Case studies and tools to support the submission of our paper "Deductive Verification of Parameterized Embedded Systems modeled in SystemC" to FMCAD 2023.
In the examples folder you can find the various versions of the robot case study and the producer consumer case study mentioned in the Evaluation section (Sec. 5) of our paper. Each subfolder contains both the original SystemC design (which you can compile and simulate with SystemC) and a pvl file with our transformation. The pvl files also contain the RASI invariant and are annotated with program counters. The robot and robot-1MS examples are also annotated with a property to verify. You can verify any of these examples with VerCors by calling
vct --silicon file1.pvl file2.pvl ... fileN.pvl
For most of the examples, there is a single pvl file. For the ABSASR example, make sure you list all pvl files in its folder as inputs to VerCors. Instructions for downloading VerCors can be found at the end of this README.
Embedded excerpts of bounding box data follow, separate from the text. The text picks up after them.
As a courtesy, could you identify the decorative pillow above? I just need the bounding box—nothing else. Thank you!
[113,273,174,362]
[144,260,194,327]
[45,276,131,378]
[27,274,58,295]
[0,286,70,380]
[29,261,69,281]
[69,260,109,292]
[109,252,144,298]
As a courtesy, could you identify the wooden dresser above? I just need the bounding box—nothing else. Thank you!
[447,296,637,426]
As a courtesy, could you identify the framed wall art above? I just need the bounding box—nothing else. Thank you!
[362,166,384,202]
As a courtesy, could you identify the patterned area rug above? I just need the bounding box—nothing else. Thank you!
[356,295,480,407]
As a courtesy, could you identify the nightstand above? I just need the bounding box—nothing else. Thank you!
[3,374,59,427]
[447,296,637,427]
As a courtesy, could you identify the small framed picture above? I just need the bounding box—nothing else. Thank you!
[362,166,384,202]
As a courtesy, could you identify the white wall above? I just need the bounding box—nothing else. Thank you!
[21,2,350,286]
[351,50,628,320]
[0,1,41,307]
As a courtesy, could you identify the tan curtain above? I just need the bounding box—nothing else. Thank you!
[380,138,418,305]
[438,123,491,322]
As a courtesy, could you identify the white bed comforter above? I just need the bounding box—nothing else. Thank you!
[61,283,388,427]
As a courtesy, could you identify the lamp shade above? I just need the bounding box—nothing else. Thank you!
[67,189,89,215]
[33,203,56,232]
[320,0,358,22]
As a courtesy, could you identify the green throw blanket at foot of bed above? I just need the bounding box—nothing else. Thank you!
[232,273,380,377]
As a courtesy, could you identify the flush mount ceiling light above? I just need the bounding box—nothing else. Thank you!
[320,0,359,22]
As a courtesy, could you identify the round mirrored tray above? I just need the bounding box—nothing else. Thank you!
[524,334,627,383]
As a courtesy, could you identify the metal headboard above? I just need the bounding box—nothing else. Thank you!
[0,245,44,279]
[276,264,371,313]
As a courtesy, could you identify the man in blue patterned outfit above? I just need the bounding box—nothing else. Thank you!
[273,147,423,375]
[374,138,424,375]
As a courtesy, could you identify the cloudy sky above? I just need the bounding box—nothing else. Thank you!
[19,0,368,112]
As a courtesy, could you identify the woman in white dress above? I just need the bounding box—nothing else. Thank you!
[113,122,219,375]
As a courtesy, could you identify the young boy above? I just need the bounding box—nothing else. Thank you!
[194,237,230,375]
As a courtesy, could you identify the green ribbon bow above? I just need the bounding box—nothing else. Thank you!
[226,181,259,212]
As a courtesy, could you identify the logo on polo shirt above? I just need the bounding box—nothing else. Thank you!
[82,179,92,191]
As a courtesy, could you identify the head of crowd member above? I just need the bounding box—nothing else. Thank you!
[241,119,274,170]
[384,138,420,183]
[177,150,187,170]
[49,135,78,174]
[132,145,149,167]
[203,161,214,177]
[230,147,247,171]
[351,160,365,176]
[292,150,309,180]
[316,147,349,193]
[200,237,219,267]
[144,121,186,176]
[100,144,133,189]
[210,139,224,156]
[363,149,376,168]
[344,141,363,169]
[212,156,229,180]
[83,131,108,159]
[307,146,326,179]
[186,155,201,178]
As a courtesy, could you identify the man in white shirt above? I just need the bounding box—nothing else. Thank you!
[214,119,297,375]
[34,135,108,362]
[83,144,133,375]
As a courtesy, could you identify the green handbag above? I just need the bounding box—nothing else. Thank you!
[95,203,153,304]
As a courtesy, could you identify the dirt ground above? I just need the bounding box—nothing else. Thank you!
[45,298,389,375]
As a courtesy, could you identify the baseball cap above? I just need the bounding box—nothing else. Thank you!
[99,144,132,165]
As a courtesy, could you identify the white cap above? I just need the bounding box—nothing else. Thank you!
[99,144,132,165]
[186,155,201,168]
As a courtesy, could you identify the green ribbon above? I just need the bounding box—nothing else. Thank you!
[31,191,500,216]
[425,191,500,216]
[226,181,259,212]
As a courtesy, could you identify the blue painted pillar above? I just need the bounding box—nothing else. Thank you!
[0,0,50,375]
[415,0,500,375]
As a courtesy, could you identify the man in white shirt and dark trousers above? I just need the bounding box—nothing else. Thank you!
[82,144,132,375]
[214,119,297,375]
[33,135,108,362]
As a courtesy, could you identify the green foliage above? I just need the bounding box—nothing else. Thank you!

For your convenience, we list here the experimental results also found in Sec. 5 of our paper
Design | #processes | #properties | # manual invariants | RASI size | Verification time (seconds) |
---|---|---|---|---|---|
robot | 2 | 1 | 2 | 8 | 13 |
robot-1MS | 2 | 1 | 4 | 12 | 15 |
robot-dummy | 3 | 1 | 4 | 24 | 34 |
producer-consumer | 2 | 2 | 8 | 72 | 52 |
ABS/ASR | 6 | 9 | 9 | 247 | 10400 |
The tool folder contains our tool for automatically generating the transformation from a SystemC design into pvl, following our paper. Instructions on how to run the tool and a short list of dependencies can be found in the README inside the tool folder.
The RASI folder contains scripts for generating the RASI for each of the case studies of the example folder. You can generate it as an over-approximation with the scripts in the RASI/exploration folder or as an under-approximation with the scripts in the RASI/simulation folder.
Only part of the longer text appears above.